After winning New Hampshire, John McCain's campaign thought it had a shot at Michigan. But by Tuesday morning he had pretty much conceded.
The polls in Michigan had barely opened when John McCain and his top aides began lowering expectations for a win in the state's GOP presidential primary. Speaking to reporters traveling with him during his final push in the state on Tuesday morning, McCain joked that a victory in Michigan would be dependent on getting out not just Republican voters but "independents, vegetarians and Trotskyites." "No matter what, we have South Carolina and then Florida," McCain said. "I think we've got a ways to go before the nomination is clear."
The message wasn't much different from the senator's aides, who sought to shift the story onward to South Carolina, where McCain holds a slight lead in the polls. It wouldn't be surprising if Mitt Romney won in Michigan, McCain adviser Steve Schmidt told reporters Tuesday, because the former Massachusetts governor had run a "native son" campaign—a phrase McCain later repeated in his concession speech. "This won't have a huge impact downstream," Schmidt insisted. Even if McCain were to squeak out a victory, he said, it probably wouldn't mean a huge bump in the polls heading into South Carolina. It wasn't even noon when the spin began—a sign that the McCain campaign knew early that their man likely wouldn't win.

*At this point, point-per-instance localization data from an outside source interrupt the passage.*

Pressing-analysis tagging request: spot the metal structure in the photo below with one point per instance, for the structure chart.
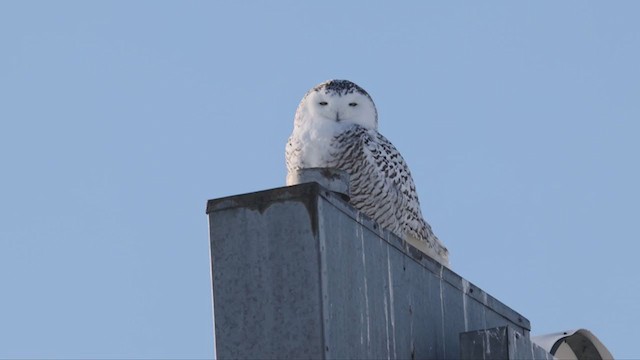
(298, 273)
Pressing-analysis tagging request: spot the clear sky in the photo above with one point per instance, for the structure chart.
(119, 120)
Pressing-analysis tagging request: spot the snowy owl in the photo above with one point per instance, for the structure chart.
(336, 126)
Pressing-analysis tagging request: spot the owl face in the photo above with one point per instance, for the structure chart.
(342, 103)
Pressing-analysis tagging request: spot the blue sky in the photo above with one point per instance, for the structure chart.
(118, 120)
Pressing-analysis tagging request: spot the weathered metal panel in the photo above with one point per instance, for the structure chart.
(500, 343)
(297, 272)
(265, 282)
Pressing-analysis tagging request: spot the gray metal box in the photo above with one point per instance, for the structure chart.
(299, 273)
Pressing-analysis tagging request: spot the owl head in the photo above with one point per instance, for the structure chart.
(338, 102)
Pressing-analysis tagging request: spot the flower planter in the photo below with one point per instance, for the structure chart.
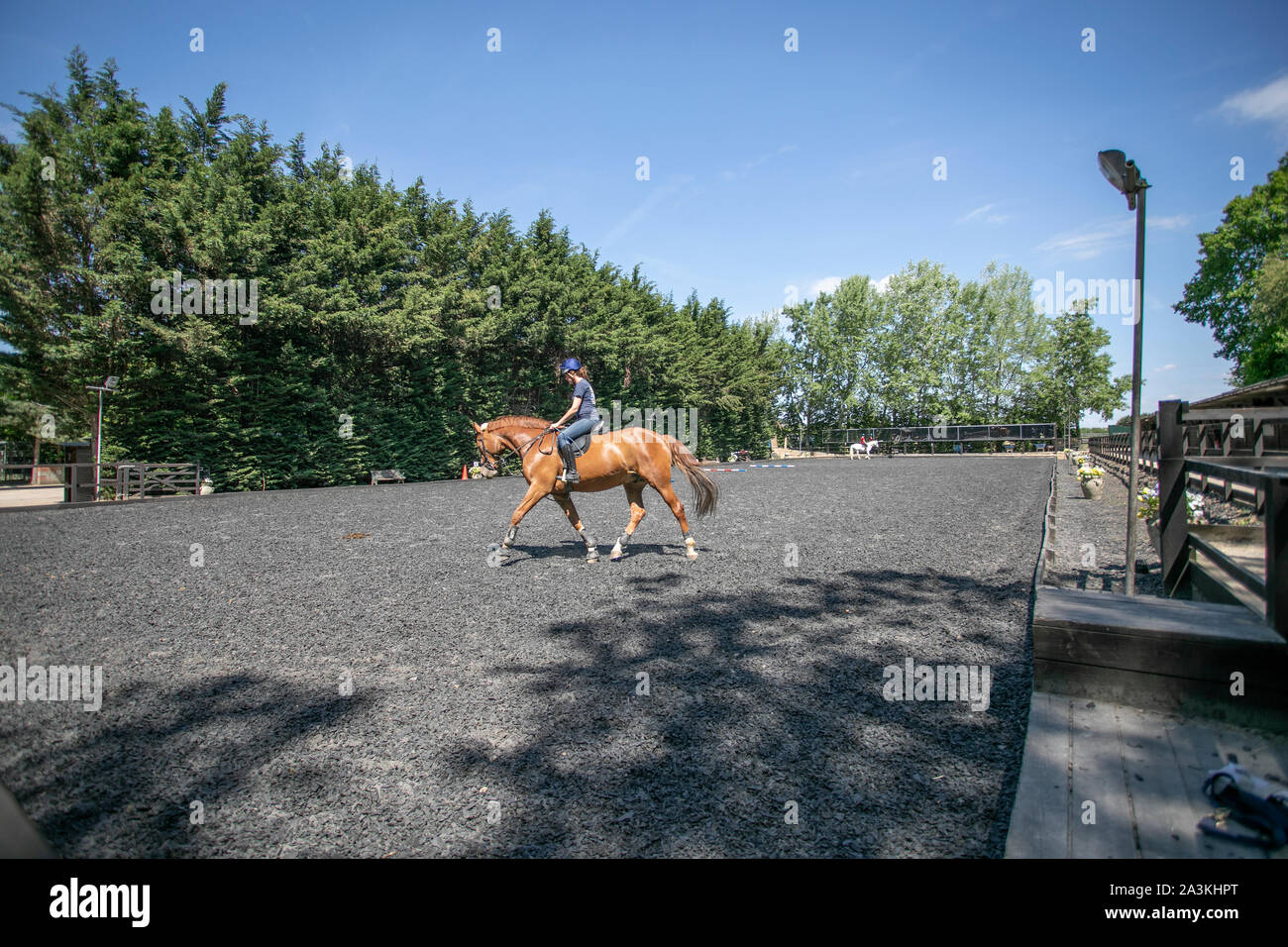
(1154, 536)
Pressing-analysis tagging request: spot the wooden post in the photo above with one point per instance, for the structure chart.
(1227, 447)
(1276, 556)
(1258, 445)
(1172, 513)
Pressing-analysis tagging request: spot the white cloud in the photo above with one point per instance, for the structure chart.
(657, 193)
(748, 166)
(1266, 103)
(1095, 239)
(975, 213)
(827, 283)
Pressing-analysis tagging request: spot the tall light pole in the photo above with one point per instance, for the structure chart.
(108, 385)
(1127, 178)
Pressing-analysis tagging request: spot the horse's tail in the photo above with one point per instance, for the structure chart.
(699, 479)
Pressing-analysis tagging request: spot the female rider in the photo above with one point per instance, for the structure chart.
(584, 407)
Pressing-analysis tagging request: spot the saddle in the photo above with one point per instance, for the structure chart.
(583, 444)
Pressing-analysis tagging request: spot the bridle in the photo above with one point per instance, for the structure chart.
(490, 460)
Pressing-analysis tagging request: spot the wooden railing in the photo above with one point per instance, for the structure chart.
(1263, 475)
(127, 479)
(1212, 433)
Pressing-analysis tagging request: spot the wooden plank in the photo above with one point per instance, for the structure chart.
(1149, 616)
(1166, 823)
(1175, 656)
(1157, 692)
(1096, 776)
(1039, 826)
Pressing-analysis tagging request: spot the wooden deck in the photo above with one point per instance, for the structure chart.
(1144, 772)
(1159, 655)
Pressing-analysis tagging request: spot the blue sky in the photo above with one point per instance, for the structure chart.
(768, 169)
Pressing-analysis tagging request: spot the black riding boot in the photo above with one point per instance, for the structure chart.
(571, 474)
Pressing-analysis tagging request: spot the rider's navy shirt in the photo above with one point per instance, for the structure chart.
(587, 393)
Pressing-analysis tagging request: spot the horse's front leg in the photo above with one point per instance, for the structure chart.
(575, 519)
(529, 500)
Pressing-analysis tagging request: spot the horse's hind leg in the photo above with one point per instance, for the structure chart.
(571, 512)
(678, 509)
(635, 496)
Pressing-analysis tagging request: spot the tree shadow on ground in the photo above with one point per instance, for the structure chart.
(760, 702)
(134, 775)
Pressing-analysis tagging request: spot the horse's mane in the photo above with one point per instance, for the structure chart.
(516, 421)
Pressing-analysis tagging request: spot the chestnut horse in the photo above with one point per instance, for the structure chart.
(632, 458)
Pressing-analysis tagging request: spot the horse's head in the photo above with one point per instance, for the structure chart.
(489, 447)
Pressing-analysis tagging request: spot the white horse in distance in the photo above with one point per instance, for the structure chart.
(863, 447)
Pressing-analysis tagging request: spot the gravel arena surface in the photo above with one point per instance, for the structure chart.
(347, 676)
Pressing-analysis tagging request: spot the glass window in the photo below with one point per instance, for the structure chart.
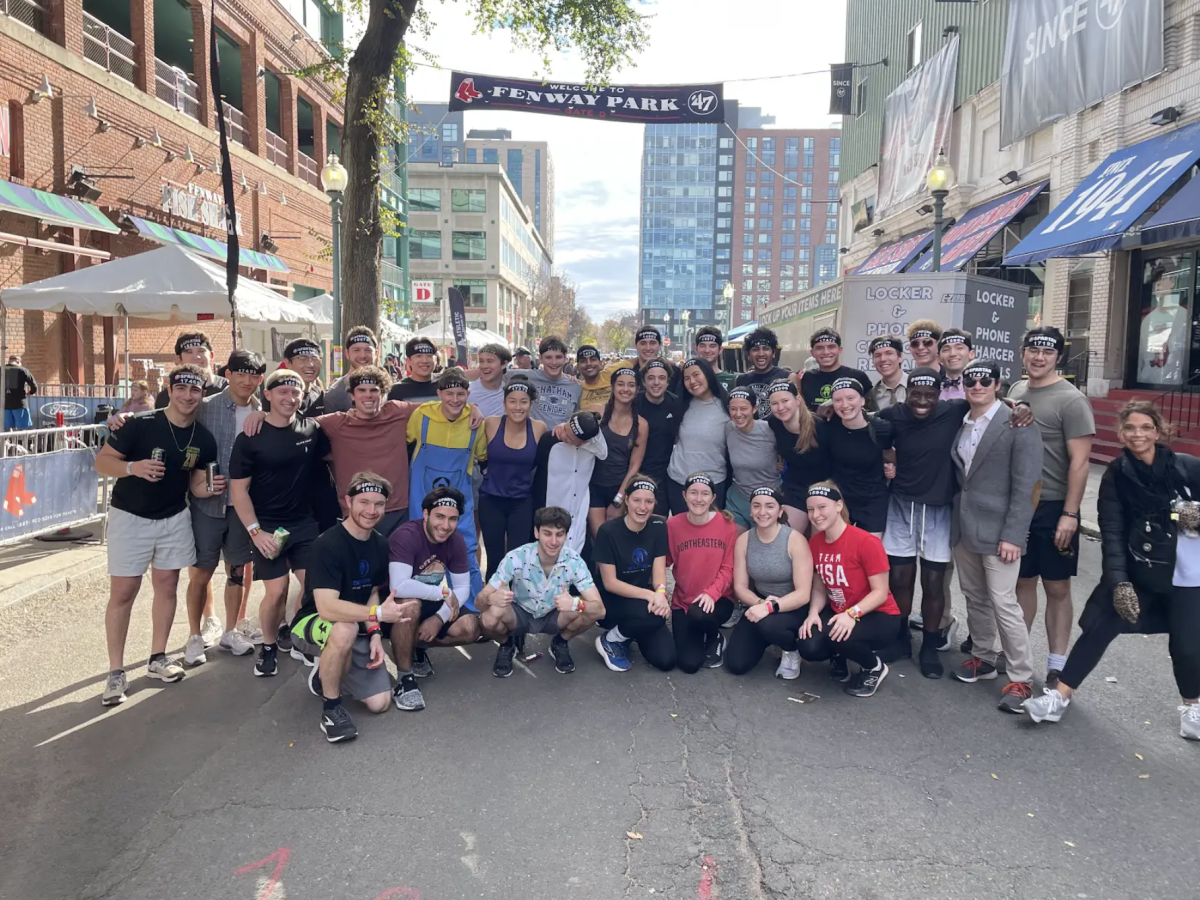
(425, 245)
(468, 201)
(424, 199)
(468, 245)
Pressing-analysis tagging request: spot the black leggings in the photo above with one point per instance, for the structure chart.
(678, 504)
(873, 633)
(507, 523)
(694, 628)
(1181, 615)
(637, 623)
(750, 640)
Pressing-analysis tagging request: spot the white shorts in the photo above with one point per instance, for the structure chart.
(135, 544)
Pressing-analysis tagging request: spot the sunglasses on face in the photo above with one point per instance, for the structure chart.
(985, 381)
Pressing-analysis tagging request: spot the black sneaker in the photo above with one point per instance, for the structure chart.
(267, 665)
(503, 665)
(561, 651)
(337, 725)
(714, 652)
(867, 682)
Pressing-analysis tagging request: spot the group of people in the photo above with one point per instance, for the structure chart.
(795, 510)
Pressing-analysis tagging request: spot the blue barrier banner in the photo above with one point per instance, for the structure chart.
(48, 490)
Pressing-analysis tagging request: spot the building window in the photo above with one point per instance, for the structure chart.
(468, 245)
(425, 245)
(424, 199)
(468, 201)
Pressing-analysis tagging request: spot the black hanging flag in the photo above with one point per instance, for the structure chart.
(841, 90)
(233, 256)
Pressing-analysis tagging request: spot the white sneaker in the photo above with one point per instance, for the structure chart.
(193, 655)
(1047, 708)
(789, 666)
(1189, 721)
(211, 631)
(235, 643)
(252, 634)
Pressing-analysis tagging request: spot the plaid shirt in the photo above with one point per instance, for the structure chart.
(219, 414)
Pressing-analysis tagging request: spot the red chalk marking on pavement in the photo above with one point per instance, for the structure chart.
(280, 858)
(707, 879)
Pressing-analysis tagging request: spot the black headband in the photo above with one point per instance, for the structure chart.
(833, 493)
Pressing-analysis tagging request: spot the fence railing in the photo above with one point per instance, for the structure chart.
(107, 48)
(28, 12)
(174, 88)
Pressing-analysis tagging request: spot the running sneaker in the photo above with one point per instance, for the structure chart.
(1013, 696)
(267, 665)
(948, 634)
(421, 665)
(503, 665)
(561, 649)
(114, 688)
(975, 670)
(714, 652)
(1189, 721)
(789, 666)
(1047, 708)
(235, 643)
(867, 682)
(165, 669)
(211, 631)
(615, 653)
(337, 725)
(193, 654)
(407, 695)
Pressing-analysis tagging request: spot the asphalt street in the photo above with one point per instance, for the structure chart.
(595, 785)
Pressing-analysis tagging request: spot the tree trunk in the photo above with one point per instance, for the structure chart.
(369, 78)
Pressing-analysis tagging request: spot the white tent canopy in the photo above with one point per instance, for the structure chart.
(159, 283)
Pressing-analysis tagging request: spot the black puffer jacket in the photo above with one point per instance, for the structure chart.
(1137, 532)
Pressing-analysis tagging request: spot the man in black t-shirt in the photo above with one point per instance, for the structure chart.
(816, 387)
(156, 459)
(347, 577)
(270, 483)
(761, 348)
(193, 348)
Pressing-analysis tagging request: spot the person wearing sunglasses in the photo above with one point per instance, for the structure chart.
(999, 472)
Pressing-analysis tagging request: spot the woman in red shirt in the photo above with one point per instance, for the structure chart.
(700, 547)
(852, 613)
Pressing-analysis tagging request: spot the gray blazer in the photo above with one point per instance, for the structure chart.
(995, 502)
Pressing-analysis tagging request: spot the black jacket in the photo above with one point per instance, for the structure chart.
(1138, 539)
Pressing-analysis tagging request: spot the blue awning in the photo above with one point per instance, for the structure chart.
(1111, 199)
(1179, 220)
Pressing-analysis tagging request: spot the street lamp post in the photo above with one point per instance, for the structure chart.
(939, 181)
(333, 180)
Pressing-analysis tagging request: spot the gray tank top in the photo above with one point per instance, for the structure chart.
(768, 564)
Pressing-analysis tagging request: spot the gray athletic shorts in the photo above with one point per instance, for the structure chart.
(916, 529)
(531, 624)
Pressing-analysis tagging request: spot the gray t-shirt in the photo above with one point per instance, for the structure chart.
(697, 445)
(557, 397)
(1062, 414)
(753, 456)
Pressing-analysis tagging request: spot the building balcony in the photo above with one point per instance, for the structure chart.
(175, 89)
(107, 48)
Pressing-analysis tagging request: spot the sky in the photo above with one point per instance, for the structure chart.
(598, 163)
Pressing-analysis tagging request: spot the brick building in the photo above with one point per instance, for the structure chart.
(127, 125)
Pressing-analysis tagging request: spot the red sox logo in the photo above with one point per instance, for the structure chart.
(467, 91)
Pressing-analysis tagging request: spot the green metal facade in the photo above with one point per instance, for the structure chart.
(880, 28)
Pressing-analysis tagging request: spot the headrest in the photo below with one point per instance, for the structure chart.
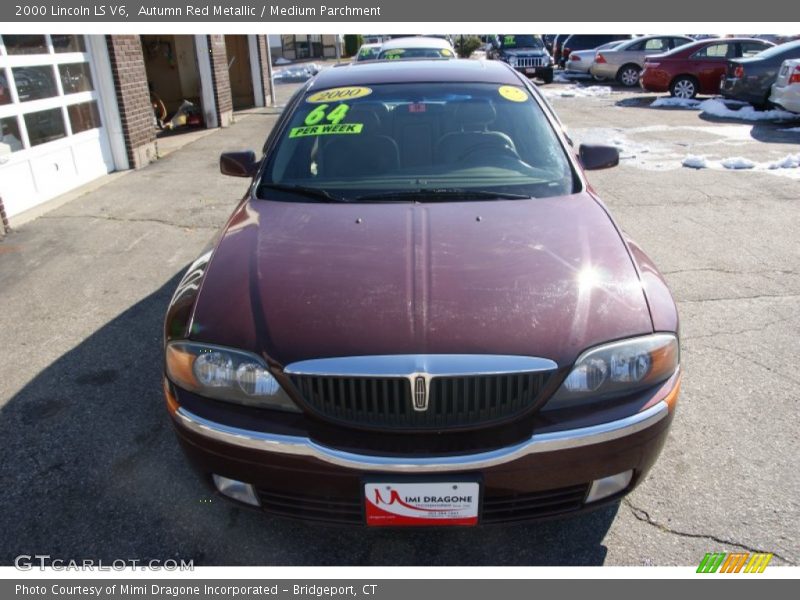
(475, 112)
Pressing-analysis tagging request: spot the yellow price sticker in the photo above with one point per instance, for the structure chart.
(515, 94)
(338, 94)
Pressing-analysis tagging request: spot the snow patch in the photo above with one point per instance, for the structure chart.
(718, 108)
(737, 162)
(577, 91)
(695, 162)
(675, 103)
(787, 162)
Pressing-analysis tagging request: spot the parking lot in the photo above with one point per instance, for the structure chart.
(89, 466)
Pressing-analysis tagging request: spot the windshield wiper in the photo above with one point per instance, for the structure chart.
(442, 194)
(308, 192)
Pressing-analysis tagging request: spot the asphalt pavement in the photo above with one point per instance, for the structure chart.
(90, 468)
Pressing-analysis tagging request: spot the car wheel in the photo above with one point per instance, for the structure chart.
(684, 87)
(629, 75)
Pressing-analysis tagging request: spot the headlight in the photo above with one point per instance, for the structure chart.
(618, 369)
(225, 374)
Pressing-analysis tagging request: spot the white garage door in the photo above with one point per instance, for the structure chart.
(52, 135)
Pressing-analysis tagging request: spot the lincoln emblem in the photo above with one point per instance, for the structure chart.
(420, 394)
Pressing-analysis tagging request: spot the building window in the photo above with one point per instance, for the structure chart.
(25, 44)
(84, 116)
(47, 90)
(45, 126)
(76, 77)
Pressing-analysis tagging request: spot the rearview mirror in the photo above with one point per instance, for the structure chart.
(238, 164)
(597, 156)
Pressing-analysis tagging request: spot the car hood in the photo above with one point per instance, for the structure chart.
(543, 277)
(525, 52)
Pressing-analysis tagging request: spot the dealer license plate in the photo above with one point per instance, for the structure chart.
(421, 504)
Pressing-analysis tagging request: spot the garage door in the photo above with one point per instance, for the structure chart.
(53, 138)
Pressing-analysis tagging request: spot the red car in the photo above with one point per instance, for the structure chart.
(696, 68)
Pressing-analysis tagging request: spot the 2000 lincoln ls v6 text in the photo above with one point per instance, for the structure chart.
(420, 313)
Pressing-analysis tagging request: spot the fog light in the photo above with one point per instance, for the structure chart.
(238, 490)
(608, 486)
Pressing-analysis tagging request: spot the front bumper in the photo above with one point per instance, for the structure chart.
(606, 70)
(547, 475)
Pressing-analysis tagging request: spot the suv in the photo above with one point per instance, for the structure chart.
(420, 313)
(526, 53)
(581, 41)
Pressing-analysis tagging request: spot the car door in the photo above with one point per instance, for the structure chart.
(651, 46)
(710, 63)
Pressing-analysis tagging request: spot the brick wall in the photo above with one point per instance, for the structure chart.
(221, 80)
(133, 98)
(263, 61)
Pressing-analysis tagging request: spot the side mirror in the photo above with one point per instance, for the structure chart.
(597, 156)
(238, 164)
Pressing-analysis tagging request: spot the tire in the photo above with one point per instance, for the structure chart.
(628, 75)
(685, 87)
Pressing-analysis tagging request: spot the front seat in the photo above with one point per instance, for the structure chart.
(360, 155)
(474, 116)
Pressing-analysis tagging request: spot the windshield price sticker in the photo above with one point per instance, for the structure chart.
(426, 504)
(338, 94)
(339, 129)
(515, 94)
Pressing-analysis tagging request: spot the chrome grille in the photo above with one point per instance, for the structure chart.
(452, 401)
(530, 61)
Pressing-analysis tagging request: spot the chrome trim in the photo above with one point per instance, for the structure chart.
(538, 443)
(408, 365)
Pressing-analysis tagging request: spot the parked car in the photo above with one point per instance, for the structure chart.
(416, 47)
(751, 79)
(786, 89)
(696, 68)
(420, 313)
(368, 52)
(580, 41)
(524, 52)
(558, 43)
(625, 62)
(580, 61)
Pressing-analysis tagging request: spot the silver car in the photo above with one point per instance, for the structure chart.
(625, 62)
(786, 89)
(580, 61)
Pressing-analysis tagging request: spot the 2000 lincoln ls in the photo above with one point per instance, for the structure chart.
(420, 313)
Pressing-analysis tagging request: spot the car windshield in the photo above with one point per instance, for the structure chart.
(368, 53)
(440, 139)
(520, 41)
(398, 53)
(781, 49)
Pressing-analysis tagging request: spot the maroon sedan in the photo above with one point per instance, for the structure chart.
(420, 313)
(696, 68)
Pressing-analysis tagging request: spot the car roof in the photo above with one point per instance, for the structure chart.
(644, 38)
(416, 42)
(416, 71)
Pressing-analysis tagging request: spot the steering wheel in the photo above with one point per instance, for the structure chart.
(487, 151)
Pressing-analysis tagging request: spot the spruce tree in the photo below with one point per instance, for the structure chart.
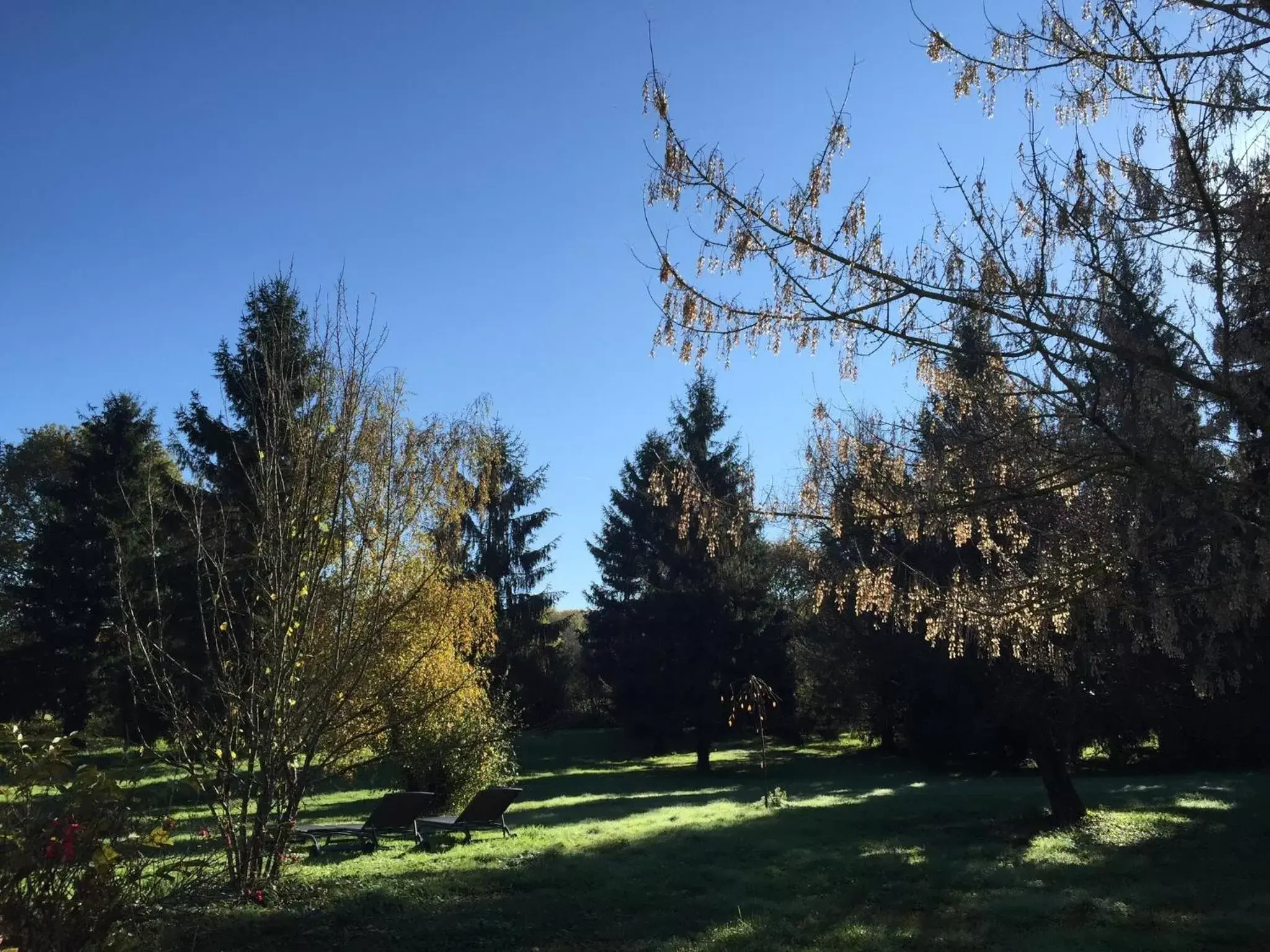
(499, 535)
(682, 594)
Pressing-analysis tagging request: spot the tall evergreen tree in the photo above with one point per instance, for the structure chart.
(681, 594)
(499, 535)
(94, 535)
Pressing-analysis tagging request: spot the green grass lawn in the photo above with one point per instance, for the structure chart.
(871, 853)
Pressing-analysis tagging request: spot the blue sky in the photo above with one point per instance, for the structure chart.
(475, 170)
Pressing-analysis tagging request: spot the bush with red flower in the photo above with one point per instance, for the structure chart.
(78, 857)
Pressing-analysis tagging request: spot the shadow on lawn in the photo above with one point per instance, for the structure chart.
(890, 871)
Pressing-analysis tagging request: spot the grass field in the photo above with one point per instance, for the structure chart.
(871, 853)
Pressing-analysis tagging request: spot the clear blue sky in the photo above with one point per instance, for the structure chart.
(477, 168)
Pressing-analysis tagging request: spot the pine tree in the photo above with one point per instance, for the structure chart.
(681, 594)
(118, 475)
(500, 546)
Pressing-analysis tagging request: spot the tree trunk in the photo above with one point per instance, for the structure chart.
(1065, 803)
(703, 752)
(887, 736)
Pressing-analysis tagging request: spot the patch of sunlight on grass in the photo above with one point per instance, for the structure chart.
(606, 771)
(584, 800)
(1101, 831)
(912, 856)
(1198, 801)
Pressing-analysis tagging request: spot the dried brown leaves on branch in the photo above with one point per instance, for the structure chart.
(1044, 480)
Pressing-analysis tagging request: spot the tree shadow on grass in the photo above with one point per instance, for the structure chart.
(883, 873)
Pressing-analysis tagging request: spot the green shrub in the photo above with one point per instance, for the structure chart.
(78, 858)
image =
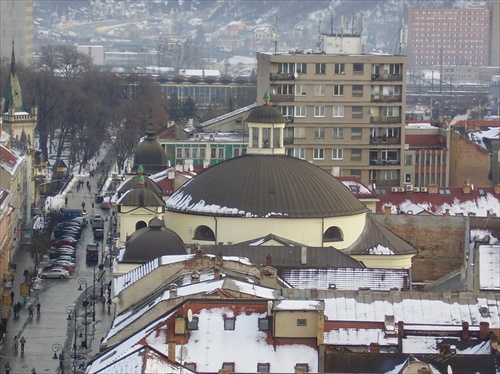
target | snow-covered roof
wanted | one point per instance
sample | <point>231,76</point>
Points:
<point>419,308</point>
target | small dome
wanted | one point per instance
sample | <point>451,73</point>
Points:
<point>133,183</point>
<point>150,154</point>
<point>265,114</point>
<point>151,242</point>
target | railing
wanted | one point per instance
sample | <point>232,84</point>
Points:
<point>387,77</point>
<point>384,140</point>
<point>382,119</point>
<point>281,77</point>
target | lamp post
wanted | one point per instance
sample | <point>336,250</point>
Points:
<point>85,304</point>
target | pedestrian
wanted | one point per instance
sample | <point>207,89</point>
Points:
<point>16,343</point>
<point>23,342</point>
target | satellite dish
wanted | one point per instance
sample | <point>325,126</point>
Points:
<point>183,353</point>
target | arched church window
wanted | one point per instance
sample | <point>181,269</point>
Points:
<point>204,233</point>
<point>333,234</point>
<point>140,225</point>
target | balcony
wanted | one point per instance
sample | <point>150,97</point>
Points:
<point>382,119</point>
<point>282,98</point>
<point>281,77</point>
<point>386,98</point>
<point>387,77</point>
<point>385,140</point>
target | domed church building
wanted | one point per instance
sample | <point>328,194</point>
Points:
<point>267,192</point>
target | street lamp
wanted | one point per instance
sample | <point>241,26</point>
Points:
<point>85,304</point>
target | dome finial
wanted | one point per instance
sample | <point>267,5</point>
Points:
<point>266,98</point>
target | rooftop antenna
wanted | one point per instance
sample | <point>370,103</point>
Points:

Indeed, exit poll results show that independent voters, who turned out for McCain in droves eight years ago when he won Michigan, stayed home this time. Yet not all of the McCain talk was spin. No doubt McCain would have liked a victory in Michigan—a win, his aides believe, would likely have knocked Romney out of serious contention for the nomination. That's one reason McCain mounted a last-minute push in the state over the weekend, in spite of having almost no organization here. Yet South Carolina has long been viewed as necessary to keeping McCain's nomination hopes alive—so necessary that when McCain's campaign imploded last summer amid shoddy fund-raising and staff upheaval, the senator focused much of his resources into two states: New Hampshire and South Carolina. Indeed, McCain didn't even stick around to find out what Michigan voters had decided. He flew directly to Charleston, S.C., and watched the results from there.
Part of McCain's focus on South Carolina seems personal. While he insists that he doesn't lose sleep over his loss here eight years ago, a win in South Carolina would have almost fairy-tale connotations for a senator whose reputation and family were notoriously slurred by a dirty-tricks campaign in 2000. Still, McCain insists that the biggest lesson from 2000 had nothing to do with negative campaigning. Asked last week what he's learned from 2000, McCain told NEWSWEEK that building a strong financial and political base in the states was crucial to anyone hoping to win the White House. It wasn't the dirty-tricks campaign that had hurt him, McCain insisted. "Bush ran a better campaign," McCain said.
To that end, McCain has focused heavily on securing key endorsements in the state—an important step not least because independent voters, who have so often turned out for McCain, aren't allowed to vote in the South Carolina GOP primary. Sen. Lindsey Graham, one of McCain's closest friends in the Senate, is backing him, and McCain is joined onstage at events throughout the state by two of the most powerful Republicans in South Carolina: Bobby Harrell, the speaker of the state House of Representatives, and Attorney General Henry McMaster.
But there are at least two unknowns about McCain's strategy heading into the GOP primary this Saturday. For one, it's unclear how the Arizona senator is doing financially. His campaign has so far declined to release numbers on how he did financially during the final quarter of 2007, though Rick Davis, McCain's campaign manager, insisted last week that he'll have the money it takes to compete up to Super Tuesday. The second unknown is how much importance voters in South Carolina will put on issues of security, which is McCain's key talking point in a state heavy on military families, versus values, which is Mike Huckabee's biggest selling point. (Last Sunday morning Huckabee, a former Southern Baptist minister, guest-preached before two of the state's largest congregations.) According to the latest polls in the state, McCain has a narrow lead over Huckabee.
Conceding to Romney on Tuesday night, McCain offered his "genuine good wishes" to the former Massachusetts governor on his Michigan win. "But tomorrow we get up and fight," McCain declared defiantly. "It is your turn, South Carolina … and we're going to win."